Mike Pontillo (mpontillo) wrote :

I'm +1 on throttling reloads; I think that is the most obvious and critical work item for the MAAS team to address. I have filed that as bug #1710308.

I'm also +1 on better service monitoring using actual queries; I've filed that as bug #1710310. I think something equivalent to 'dig @127.0.0.1 <test-query>' on the region should be enough to detect a deadlock condition, but I like the idea of monitoring it from the rack's perspective as well (though that feels more like a non-fatal warning, because we don't want to restart bind in the event of random firewall hiccups).

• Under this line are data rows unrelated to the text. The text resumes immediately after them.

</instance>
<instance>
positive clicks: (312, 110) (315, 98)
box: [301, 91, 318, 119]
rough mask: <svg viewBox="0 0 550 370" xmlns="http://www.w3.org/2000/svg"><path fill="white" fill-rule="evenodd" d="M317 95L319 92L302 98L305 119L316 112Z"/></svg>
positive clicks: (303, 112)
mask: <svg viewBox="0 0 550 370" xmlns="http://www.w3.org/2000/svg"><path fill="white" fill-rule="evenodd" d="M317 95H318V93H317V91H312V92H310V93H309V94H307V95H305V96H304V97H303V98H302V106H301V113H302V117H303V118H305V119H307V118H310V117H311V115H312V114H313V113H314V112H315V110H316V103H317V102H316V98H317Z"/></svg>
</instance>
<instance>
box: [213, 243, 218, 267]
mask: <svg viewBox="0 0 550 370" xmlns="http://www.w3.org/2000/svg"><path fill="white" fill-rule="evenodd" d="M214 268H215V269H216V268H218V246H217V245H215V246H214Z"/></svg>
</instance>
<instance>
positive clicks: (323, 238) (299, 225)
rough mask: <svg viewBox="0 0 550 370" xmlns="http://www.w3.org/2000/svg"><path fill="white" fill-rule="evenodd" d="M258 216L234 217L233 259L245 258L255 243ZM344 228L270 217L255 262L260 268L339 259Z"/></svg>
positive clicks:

Finally, I think your last bullet requires more discussion before we can work on it. MAAS currently uses sudoers rules specific to the init system to start and stop services like bind9; we do not currently have permission to 'kill -9' arbitrary processes. I'm concerned that if we go down that road, we would open up the possibility that MAAS could erroneously (or due to a malicious attack) believe that bind9 isn't working and repeatedly kill it without good cause, or be convinced to 'kill -9' an incorrect process.

In summary, I think the most urgent thing for MAAS to do is throttle reloads. That should greatly reduce the window of opportunity for the deadlock to occur. In parallel, this should be addressed upstream in bind9.